- 『完全なる報復』『十三人の刺客』

2011/07/18/Mon.『完全なる報復』『十三人の刺客』

レンタル DVD で『完全なる報復』『十三人の刺客』を観た。面白かったが、それだけともいえる。そんなことは観る前からわかっていて、これらの作品に限った話でもない。映画を観るときは暇潰しと割り切っているので、退屈さえしなければ上出来と思っている。

なぜ映画に期待ができないのかといえば、尖った作品がほとんどないからである。なぜ作品が尖らないのかといえば、多数の観客を動員するために最大公約数的なストーリーや映像しか使えないからである。なぜ多数の観客を動員しなければならないのかといえば、制作や配給に費やした膨大な金額を回収せねばならないからである。なぜ多額の金銭を要するのかといえば、撮影に時間と人手が必要だからである。

これでは、基本的に個人の作品である小説や漫画に、尖り具合で勝てるはずがない。

映画の原作に小説や漫画がよく使われるのは、ひょっとしたら上記のような理屈が関係しているのかもしれない。監督は尖った作品が撮りたいと思う。しかしオリジナルの尖った作品ではヒットするかどうかわからない。それでは金も人も集まらぬ。そこで——、自分が撮りたいと思う尖り方をしている小説や漫画を拝借する。原作があるということで、資金と観客は集めやすくなる。原作に対する最低限の義務を果たせば、残りの部分は自分のやりたいことをやればよろしい。そんなところではないか。知らないけど。
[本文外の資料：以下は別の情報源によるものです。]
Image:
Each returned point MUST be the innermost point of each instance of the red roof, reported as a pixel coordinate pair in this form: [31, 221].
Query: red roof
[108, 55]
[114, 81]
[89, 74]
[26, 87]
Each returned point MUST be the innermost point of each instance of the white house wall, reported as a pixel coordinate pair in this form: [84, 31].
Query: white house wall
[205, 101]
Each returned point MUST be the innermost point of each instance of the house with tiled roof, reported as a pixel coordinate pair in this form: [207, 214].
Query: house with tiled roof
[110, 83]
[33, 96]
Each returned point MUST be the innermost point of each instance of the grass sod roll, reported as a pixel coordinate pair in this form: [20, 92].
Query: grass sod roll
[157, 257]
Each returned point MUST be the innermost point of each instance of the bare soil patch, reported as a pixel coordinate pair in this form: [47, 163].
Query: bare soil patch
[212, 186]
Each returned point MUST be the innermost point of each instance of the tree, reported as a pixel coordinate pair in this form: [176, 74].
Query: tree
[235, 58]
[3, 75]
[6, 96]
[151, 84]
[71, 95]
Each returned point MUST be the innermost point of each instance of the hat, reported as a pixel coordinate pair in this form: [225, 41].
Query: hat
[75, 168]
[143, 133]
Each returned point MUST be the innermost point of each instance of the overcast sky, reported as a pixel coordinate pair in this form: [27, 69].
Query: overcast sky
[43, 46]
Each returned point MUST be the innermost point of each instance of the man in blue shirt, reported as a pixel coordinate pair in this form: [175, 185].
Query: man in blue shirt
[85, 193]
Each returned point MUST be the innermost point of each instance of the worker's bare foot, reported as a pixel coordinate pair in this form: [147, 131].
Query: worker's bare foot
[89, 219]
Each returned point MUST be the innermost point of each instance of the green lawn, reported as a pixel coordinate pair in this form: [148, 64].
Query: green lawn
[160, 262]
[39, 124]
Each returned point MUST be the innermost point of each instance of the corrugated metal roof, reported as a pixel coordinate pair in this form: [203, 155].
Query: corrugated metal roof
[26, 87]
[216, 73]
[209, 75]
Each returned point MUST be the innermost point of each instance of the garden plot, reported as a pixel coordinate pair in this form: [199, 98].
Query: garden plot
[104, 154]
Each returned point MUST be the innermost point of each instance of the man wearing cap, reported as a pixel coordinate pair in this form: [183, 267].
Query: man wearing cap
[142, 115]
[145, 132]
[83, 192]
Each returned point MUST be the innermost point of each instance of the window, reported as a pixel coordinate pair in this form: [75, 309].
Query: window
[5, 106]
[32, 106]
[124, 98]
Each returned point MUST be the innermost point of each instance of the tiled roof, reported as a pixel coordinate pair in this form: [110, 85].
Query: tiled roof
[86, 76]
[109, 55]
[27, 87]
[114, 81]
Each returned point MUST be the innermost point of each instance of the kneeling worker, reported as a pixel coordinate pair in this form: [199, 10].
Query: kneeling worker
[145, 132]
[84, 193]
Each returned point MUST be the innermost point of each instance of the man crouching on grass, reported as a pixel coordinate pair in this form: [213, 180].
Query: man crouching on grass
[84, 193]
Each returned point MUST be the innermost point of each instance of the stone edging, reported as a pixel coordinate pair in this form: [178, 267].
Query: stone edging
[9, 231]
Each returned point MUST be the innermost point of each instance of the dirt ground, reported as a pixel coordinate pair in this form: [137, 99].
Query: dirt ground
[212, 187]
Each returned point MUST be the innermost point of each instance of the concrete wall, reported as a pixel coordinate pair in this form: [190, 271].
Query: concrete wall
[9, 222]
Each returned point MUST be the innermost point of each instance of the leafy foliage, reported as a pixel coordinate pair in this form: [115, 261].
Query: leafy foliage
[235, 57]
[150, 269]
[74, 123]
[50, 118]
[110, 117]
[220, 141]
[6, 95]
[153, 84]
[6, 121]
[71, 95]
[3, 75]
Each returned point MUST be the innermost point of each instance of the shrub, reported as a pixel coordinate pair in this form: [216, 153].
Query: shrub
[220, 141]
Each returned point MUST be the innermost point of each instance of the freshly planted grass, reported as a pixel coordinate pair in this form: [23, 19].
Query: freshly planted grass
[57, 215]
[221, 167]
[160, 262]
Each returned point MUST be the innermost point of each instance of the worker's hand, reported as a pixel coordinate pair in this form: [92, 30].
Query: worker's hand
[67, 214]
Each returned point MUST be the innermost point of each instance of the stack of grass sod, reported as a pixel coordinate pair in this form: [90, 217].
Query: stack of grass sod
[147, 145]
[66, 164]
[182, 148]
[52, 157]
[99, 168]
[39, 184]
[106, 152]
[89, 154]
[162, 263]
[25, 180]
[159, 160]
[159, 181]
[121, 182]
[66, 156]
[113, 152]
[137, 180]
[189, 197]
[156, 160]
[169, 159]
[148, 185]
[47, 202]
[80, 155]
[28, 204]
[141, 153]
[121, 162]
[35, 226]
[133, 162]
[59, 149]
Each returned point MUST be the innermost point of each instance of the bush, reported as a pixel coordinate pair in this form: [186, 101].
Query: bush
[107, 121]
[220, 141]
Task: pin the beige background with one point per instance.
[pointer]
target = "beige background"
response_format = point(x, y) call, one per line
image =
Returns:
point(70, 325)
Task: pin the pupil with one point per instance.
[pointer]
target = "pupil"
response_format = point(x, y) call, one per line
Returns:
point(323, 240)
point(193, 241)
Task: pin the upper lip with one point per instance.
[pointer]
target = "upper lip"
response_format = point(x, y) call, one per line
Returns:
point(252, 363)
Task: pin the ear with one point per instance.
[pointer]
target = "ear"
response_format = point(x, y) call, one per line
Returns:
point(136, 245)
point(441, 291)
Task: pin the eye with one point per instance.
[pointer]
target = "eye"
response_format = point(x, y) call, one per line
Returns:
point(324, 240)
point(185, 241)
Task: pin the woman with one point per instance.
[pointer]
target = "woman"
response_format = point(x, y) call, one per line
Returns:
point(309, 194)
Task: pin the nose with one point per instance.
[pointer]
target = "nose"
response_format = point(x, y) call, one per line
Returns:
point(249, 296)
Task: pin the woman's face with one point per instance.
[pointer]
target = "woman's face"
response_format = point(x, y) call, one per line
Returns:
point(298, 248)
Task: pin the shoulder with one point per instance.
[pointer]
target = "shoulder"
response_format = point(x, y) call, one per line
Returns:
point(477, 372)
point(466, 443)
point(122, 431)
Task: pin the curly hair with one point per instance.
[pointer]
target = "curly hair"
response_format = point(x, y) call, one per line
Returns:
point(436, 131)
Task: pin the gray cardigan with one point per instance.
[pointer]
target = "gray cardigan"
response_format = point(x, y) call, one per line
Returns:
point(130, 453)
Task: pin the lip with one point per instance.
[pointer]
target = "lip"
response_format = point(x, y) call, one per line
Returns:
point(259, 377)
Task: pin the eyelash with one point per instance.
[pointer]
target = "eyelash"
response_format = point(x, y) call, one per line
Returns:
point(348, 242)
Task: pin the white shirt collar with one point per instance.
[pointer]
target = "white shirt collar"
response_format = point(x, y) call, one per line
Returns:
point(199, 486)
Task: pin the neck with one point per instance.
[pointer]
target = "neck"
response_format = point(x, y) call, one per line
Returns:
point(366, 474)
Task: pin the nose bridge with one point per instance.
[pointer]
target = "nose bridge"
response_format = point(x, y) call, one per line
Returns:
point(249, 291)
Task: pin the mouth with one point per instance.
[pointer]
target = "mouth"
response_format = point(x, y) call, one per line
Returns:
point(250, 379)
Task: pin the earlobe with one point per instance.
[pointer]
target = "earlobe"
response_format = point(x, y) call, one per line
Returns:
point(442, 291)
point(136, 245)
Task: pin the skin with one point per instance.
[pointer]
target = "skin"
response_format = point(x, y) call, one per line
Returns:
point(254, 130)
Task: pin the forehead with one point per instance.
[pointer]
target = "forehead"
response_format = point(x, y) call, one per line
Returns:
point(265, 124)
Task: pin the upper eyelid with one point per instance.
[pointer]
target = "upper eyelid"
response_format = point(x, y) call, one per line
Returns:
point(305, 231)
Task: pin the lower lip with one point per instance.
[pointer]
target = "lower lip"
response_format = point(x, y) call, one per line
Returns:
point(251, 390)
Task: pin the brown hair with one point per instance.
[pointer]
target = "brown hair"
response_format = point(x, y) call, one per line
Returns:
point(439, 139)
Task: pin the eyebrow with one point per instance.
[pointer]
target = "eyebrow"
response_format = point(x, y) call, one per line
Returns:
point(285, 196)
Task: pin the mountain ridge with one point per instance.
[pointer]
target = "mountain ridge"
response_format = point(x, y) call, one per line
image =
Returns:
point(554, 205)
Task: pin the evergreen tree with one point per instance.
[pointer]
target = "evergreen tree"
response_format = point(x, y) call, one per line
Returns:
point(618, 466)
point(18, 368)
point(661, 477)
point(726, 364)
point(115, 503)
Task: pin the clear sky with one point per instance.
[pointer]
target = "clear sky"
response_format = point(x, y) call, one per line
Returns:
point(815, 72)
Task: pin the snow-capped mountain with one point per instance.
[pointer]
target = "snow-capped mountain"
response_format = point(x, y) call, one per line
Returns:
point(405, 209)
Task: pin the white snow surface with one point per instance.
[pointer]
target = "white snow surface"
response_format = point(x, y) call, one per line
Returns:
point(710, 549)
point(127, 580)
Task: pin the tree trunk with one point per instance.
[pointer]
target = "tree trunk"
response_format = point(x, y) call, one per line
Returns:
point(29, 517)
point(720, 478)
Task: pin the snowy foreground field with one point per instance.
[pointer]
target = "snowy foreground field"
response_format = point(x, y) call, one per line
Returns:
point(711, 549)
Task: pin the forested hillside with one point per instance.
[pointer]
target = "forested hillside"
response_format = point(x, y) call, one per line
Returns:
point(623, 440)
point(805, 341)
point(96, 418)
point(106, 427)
映画の撮影・編集・CG・配信については、PC を始めとするデジタル機材とインターネットの進歩によって、個人でも充分に実現できるようになった。映画を尖らせるにあたってのボトルネックは、演者とロケ資金だろう。演者については、その内に安く調達できるようになるかもしれない。声だけなら、声優志望者などに安価で発注することが今でも可能である。ネット声優が存在するなら、ネット俳優も出てくるだろう(もう誕生しているのかもしれない)。

流通している映画には色々と不満があるが、それは可能性が活かされ切れていない(ように思える)からである。上述のように、演者にさえ拘らなければ、もっと様々な展望があるような気がしてならない。演者がどうでも良い映画なんて!という意見もあるだろうが、文章がマズい小説や、絵が下手糞な漫画——それでいて面白く、売れている——は沢山ある。

日本のテレビは間もなく崩壊するだろうが、在野やアマチュアが活性化する良い機会になると期待している。